In the calculation section of the problem description, the bias penalty is described as:
2C. Add a bias penalty (BP) of 0.25 if the sum of the raw, unzeroed privatized counts is more than 500 off from the ground truth for row i .
The diagram agrees with this: in the example they take counts [0, 2, 28, 20]
and [26, 0, 2, 22]
, calculate the sum of each to be 50, and conclude that the absolute difference is 0.
In the implementation of the metric provided in the problem repo, it appears that the takes the sum of the term-wise absolute differences, the relevant line being:
bias_mask = np.abs(actual - predicted).sum() > self.allowable_raw_bias
(I couldn’t link to GitHub, but its line 35 in runtime/scripts/metric.py)

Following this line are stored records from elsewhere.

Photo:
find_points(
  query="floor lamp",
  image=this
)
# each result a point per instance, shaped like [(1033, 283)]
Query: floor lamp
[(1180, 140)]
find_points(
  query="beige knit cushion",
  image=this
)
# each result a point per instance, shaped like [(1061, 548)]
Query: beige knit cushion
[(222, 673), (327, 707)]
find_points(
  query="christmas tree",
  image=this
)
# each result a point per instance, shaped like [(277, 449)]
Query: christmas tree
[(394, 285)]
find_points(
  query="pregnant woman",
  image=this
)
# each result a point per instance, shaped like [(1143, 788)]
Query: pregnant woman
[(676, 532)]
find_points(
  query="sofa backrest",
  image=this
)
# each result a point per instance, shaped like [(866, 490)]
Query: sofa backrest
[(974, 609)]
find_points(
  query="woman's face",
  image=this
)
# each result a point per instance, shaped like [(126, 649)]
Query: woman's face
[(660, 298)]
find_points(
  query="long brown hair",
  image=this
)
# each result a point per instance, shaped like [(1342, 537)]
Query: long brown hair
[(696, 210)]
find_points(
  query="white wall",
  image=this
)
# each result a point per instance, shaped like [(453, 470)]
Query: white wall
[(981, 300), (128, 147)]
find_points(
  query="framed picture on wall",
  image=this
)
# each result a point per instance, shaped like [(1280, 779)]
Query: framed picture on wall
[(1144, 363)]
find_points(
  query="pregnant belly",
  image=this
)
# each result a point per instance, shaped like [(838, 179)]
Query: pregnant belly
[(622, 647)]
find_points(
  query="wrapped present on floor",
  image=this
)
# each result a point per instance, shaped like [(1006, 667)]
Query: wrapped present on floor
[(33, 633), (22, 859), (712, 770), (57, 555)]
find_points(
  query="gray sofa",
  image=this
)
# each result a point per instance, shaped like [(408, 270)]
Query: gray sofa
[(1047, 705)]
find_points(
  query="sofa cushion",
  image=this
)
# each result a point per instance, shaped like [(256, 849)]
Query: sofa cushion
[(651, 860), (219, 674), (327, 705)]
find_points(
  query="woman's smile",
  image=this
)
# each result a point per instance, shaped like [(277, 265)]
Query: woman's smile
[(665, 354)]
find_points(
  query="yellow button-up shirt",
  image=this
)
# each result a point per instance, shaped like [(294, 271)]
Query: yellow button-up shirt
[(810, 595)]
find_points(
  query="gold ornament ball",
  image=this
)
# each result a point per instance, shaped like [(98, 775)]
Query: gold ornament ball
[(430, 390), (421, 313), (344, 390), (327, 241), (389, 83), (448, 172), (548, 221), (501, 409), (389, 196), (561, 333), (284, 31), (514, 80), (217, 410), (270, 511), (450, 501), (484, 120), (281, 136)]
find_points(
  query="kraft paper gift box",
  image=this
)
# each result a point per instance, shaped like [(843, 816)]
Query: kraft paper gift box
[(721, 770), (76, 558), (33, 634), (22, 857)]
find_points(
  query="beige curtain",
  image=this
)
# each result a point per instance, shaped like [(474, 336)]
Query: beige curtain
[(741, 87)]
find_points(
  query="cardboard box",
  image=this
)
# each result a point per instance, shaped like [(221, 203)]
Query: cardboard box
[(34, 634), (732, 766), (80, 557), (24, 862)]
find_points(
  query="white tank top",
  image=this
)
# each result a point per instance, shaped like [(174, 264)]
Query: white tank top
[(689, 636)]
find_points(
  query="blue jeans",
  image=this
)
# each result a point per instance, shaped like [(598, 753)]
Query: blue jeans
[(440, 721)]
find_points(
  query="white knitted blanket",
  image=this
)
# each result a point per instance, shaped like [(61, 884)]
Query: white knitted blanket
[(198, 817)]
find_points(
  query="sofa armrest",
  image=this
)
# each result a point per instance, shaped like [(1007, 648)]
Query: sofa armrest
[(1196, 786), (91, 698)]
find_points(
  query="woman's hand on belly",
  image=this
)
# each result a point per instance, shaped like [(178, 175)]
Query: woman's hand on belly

So in the original example above this would be the sum:
|0 - 26| + |2 - 0| + |28 - 2| + |20 - 22| = 26 + 2 + 26 + 2 = 56
in this example it is still well below 500, but obviously this has significant ramifications when applied to the real data.
Which of these two metrics is the intended measure? If it is the implemented (L_1) measure then this puts a very tight constraint on the accuracy required: eg. with 178 incident types, on average each count has to deviate by less than 500/178 ~ 2.8
.